Created on the site of a former quarry, the cemetery occupies over 100 hectares, most of which is heavily-planted pine forest, within which small graves are located at regular though not mathematical intervals. Many critics have drawn attention to how absolutely different this cemetery is from the classical, highly formalised, Père-Lachaise, in which the visitor’s emotions are highly regulated by the formality of the setting. In contrast, in the Stockholm Woodland Cemetery, there are, in Andersson’s words, ‘feelings of landscapes of many different sorts, such as hope and happiness, sorrow and despair, death and resurrection. It is an environment full of feelings that facilitiate contact between the inner and outer landscapes.’
The cemetery is extensive and inviting: long forest paths cut through woodland, with distant views of Greek-columned chapels and sudden openings with circular garden settings and running water. There are tens of thousands of small headstones in these woodland forests, all immaculately maintained. It is clear that severe restrictions on the size of headstone are imposed, and there are no sculptural monuments, as befits the rather austere Lutheran culture which still informs much Swedish architecture and design. Although at times there may be more than fifty gardening staff at work at the cemetery - the scale of which suggests it was planned to act as the principal cemetery for Stockholmers in the decades, if not centuries, to come - it doesn’t feel as if it was designed to be maintained as a landscape of ‘mass production’. Quite the opposite: it has an intimate and other-worldly feel once one is alone in the woods.

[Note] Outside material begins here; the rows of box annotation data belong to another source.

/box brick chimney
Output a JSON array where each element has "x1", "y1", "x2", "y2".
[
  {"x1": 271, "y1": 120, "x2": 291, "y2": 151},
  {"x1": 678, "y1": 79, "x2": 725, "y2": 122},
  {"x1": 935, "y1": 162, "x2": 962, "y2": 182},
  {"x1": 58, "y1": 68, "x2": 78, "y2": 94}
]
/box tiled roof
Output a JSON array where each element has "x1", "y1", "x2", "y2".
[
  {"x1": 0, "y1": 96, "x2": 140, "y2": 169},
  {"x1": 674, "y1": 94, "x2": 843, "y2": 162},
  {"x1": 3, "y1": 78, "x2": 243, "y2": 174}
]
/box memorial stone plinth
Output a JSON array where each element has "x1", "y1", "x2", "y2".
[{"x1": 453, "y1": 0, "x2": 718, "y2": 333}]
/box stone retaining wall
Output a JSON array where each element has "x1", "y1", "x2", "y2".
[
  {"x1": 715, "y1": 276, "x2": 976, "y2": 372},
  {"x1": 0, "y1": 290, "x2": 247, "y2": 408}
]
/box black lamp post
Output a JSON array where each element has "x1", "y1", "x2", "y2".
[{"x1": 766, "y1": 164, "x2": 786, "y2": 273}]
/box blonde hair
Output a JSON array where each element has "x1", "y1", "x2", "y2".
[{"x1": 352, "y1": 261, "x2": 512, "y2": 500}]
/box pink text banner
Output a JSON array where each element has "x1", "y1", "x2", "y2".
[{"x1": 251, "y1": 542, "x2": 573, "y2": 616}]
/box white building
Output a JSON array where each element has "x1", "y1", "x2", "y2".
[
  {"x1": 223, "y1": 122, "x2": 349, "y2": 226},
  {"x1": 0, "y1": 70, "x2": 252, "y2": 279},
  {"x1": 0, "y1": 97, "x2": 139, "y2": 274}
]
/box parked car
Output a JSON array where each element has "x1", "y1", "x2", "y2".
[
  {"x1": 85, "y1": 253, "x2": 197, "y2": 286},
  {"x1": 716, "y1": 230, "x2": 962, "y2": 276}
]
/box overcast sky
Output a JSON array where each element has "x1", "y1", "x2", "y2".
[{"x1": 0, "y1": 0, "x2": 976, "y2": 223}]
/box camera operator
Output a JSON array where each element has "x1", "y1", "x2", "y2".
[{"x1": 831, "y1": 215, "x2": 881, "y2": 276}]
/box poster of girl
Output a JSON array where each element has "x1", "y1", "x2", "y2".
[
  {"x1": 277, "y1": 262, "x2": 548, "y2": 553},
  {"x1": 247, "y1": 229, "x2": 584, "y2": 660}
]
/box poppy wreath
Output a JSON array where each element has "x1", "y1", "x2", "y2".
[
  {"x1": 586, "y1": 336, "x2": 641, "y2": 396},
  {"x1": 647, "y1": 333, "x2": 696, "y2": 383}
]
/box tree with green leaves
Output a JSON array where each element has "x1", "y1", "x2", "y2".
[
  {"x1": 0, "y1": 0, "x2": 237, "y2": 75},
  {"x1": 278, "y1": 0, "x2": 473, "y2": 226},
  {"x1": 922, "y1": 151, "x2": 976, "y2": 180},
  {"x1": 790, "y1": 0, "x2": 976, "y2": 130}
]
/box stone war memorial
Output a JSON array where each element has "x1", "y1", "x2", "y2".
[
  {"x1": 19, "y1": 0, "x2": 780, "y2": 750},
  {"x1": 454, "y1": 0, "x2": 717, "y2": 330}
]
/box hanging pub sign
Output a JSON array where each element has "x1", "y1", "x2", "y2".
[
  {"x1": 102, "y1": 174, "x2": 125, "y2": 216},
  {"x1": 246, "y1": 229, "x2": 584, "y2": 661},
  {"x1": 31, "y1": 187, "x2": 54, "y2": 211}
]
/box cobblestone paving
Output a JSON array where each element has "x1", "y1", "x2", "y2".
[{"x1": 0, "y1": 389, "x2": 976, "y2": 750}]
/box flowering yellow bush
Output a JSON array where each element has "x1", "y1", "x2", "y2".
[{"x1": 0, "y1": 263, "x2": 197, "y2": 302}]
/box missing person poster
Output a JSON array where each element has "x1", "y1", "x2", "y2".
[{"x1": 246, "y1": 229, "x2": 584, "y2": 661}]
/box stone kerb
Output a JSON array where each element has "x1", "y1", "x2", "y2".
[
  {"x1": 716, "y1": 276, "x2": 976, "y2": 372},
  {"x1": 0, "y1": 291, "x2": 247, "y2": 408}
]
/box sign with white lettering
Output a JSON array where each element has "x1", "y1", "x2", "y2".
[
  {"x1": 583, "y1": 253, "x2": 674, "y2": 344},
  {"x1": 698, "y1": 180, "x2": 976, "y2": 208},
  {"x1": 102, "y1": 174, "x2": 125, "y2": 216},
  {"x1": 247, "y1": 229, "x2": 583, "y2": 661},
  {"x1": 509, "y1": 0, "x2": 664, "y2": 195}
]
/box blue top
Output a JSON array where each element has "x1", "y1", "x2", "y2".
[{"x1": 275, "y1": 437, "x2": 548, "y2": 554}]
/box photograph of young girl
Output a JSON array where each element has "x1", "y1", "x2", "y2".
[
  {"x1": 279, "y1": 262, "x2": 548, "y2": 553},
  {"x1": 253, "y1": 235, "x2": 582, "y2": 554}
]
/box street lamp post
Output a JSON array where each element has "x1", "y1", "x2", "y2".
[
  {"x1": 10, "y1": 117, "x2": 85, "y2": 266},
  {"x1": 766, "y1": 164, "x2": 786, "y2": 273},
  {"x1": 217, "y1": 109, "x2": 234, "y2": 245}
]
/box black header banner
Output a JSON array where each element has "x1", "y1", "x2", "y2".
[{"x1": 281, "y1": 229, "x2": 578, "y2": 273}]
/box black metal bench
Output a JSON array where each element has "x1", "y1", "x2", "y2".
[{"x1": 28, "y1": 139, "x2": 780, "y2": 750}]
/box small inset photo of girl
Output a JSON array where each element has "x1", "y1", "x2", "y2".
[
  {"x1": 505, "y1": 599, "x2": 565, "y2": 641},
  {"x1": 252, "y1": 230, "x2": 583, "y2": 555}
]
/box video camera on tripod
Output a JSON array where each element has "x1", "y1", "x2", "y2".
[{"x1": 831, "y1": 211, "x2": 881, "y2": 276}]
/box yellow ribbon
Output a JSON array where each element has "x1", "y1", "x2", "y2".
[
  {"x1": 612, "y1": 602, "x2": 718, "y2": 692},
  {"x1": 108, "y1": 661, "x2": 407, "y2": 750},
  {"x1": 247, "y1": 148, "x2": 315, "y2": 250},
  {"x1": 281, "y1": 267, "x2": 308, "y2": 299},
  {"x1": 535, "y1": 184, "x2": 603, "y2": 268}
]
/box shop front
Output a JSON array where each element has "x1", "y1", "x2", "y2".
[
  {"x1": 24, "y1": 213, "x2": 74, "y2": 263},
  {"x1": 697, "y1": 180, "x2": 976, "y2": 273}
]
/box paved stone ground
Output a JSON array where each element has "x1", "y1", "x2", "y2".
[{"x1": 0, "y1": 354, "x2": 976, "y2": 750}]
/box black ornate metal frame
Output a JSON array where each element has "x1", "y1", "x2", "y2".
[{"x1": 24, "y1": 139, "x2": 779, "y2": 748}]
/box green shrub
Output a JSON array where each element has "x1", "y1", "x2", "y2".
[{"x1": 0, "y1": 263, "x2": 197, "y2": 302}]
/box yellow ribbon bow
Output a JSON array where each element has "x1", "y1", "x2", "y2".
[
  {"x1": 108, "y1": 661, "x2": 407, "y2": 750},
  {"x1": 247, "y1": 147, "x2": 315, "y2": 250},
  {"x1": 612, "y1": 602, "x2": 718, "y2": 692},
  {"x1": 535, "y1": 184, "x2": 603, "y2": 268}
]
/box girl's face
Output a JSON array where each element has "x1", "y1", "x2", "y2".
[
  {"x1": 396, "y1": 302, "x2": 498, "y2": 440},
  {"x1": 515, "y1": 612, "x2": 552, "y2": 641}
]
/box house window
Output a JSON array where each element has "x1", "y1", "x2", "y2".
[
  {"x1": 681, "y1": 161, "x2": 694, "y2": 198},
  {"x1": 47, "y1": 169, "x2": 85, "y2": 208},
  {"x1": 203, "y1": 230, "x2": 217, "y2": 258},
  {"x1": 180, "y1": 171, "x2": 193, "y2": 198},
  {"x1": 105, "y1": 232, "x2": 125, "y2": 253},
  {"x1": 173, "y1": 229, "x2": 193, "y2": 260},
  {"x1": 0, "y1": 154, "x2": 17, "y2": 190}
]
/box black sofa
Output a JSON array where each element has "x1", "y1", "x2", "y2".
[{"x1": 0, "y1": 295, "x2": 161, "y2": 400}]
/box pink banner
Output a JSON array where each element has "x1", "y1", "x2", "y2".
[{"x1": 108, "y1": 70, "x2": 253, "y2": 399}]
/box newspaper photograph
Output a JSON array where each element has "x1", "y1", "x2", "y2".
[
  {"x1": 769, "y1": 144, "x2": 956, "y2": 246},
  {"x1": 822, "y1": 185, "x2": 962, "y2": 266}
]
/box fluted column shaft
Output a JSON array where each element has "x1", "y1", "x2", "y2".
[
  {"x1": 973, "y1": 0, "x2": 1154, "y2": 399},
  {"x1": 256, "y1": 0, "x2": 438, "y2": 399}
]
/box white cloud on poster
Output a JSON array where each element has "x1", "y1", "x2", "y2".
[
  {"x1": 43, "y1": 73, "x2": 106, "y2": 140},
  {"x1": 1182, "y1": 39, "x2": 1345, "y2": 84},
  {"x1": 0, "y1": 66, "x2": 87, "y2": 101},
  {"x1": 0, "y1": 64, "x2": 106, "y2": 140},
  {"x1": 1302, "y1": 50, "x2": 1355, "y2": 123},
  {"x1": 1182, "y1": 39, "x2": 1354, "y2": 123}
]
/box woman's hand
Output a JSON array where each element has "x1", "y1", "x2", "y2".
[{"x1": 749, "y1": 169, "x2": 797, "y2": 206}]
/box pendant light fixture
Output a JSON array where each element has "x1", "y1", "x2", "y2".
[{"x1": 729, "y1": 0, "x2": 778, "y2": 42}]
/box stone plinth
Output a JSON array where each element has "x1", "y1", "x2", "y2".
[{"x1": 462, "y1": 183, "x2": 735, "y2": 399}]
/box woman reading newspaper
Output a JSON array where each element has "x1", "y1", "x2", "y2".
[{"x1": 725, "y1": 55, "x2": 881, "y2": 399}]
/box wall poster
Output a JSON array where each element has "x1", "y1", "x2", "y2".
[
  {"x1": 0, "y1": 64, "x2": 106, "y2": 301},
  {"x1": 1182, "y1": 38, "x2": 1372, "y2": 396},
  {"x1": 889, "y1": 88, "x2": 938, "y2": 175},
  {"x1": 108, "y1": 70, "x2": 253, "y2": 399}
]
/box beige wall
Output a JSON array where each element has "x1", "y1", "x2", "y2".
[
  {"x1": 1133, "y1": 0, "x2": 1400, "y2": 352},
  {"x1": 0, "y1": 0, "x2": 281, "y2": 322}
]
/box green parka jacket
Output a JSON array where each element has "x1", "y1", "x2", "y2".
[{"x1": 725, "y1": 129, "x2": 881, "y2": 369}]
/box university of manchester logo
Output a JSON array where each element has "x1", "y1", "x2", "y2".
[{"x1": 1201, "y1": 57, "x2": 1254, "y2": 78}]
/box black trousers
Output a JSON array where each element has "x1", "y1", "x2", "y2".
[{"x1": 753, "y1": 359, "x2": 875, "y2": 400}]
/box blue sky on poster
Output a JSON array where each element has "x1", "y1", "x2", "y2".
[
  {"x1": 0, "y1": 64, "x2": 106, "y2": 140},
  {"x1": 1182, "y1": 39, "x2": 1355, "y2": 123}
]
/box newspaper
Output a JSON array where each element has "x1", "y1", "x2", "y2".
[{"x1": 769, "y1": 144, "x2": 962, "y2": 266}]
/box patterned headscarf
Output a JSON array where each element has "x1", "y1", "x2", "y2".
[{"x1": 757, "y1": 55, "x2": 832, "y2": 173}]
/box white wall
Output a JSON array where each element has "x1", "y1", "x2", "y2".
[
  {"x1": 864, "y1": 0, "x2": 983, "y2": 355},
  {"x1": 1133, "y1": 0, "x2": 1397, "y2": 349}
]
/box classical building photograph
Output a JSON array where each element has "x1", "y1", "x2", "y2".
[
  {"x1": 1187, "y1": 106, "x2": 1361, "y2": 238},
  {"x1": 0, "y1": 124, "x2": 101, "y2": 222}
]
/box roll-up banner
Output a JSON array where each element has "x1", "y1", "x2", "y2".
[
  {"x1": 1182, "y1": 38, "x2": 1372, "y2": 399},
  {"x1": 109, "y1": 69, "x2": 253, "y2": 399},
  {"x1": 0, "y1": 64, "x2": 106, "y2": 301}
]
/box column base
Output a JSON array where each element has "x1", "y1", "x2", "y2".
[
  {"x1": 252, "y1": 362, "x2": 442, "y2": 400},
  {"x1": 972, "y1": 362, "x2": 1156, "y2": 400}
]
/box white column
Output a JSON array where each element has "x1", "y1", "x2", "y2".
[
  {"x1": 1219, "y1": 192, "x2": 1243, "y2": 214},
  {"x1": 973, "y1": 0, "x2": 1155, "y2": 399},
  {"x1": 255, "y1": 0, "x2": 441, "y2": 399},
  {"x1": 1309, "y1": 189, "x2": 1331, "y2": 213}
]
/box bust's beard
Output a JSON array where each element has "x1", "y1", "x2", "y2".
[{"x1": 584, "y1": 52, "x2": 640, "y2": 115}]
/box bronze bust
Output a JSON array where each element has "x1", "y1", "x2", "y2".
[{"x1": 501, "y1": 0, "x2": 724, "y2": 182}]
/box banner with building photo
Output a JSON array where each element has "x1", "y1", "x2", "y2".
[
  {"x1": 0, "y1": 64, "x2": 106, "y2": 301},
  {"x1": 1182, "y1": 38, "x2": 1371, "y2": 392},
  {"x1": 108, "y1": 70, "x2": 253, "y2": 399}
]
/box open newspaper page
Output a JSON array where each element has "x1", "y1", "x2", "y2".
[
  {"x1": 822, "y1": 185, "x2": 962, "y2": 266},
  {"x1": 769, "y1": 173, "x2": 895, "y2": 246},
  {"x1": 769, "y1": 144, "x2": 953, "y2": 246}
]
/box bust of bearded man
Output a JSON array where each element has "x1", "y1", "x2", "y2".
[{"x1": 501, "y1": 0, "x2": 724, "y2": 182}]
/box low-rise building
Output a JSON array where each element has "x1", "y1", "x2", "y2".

There is no doubt that Asplund and Lewerentz were in close touch with the aesthetic and social movements of their time, and deeply influenced by them. One of these shifts was the rejection by many artists of the classical or picturesque tradition in landscape painting, in favour of wilder, more of marginal landscapes and forms of representation. The shift was from manners to moods. The art historian, Nina Lübbren, has described the new mood of this era, developed out of a suddenly discovered - or artfully constructed - passion for moorlands, pine forests, chilly streams and lakes, sand-dunes, coastal villages, and vast open skies, as an ‘immersive aesthetic’, where the untamed representation of nature almost overwhelms the viewer, drawing them not only into these wild settings, but at the same time seeking a new correspondence between the shadowy woodland interior and the inner self.